Exploration and Sample Analyses

Returned samples from Apollo program missions and Luna landers provide ground truth connecting PKT signatures to petrology, chronology, and isotopic systems, with radiometric ages from argon-argon and uranium-lead methods refined by laboratories at Carnegie Institution for Science and Wiscosin State Laboratory confirming protracted mare volcanism. Recent sample return by Chang'e 5 adds younger basalts that complement older Apollo suites studied by teams at Smithsonian Institution and Lunar and Planetary Institute. In situ measurements by instruments on Surveyor and remote spectrometers aboard Kaguya (SELENE) and Chandrayaan-1 provided compositional constraints used alongside analytical techniques such as secondary ion mass spectrometry (SIMS) and electron microprobe analyses carried out at Max Planck Institute for Solar System Research and California Institute of Technology facilities.

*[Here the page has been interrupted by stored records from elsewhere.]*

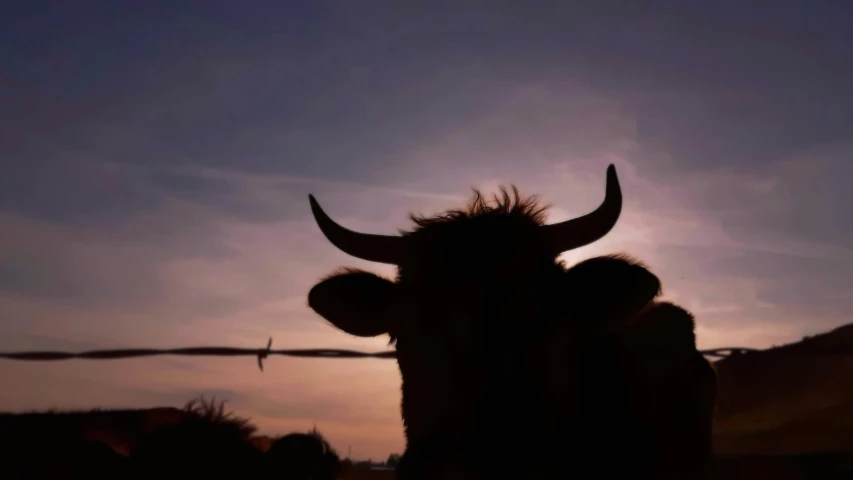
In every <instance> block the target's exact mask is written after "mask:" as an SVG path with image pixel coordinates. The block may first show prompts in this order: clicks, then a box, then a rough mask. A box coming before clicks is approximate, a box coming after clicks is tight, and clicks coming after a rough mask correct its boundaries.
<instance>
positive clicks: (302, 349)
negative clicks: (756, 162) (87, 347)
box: [0, 338, 853, 371]
mask: <svg viewBox="0 0 853 480" xmlns="http://www.w3.org/2000/svg"><path fill="white" fill-rule="evenodd" d="M768 350H773V349H768ZM768 350H761V349H757V348H747V347H726V348H713V349H708V350H699V353H701V354H702V355H705V356H708V357H718V358H723V357H728V356H729V355H732V354H736V353H747V352H761V351H768ZM792 351H794V352H798V351H799V352H805V353H809V354H815V353H817V354H842V355H853V348H850V349H842V350H831V351H830V350H826V349H821V350H819V351H818V350H814V349H808V350H804V349H802V348H798V349H793V350H792ZM161 355H181V356H209V357H237V356H253V357H256V358H257V359H258V368H259V369H260V370H261V371H263V370H264V364H263V361H264V360H265V359H267V358H268V357H269V356H270V355H281V356H289V357H303V358H382V359H388V358H397V352H396V351H386V352H359V351H355V350H339V349H319V348H314V349H283V350H273V349H272V338H270V339H269V341H268V342H267V346H266V348H236V347H182V348H165V349H158V348H126V349H116V350H90V351H86V352H78V353H73V352H59V351H29V352H0V359H7V360H20V361H58V360H71V359H85V360H119V359H125V358H139V357H154V356H161Z"/></svg>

Scientific Significance and Implications

The PKT is central to understanding the Moon’s thermal evolution, mantle differentiation, and the tempo of mare volcanism, with implications for planetary differentiation paradigms applied to bodies like Mercury and Mars. Its geochemical anomalies inform models of crust-mantle interaction, radiogenic heating, and magma ocean crystallization explored by researchers at NASA Goddard Space Flight Center and Institute of Geochemistry, CAS. Understanding the PKT bears on site selection for future missions by organizations including NASA’s Artemis program, China National Space Administration, and Roscosmos seeking to sample KREEP-rich lithologies and to test hypotheses about volatile inventories and heat-producing element distributions that shaped mare emplacement and crustal evolution across the inner Solar System.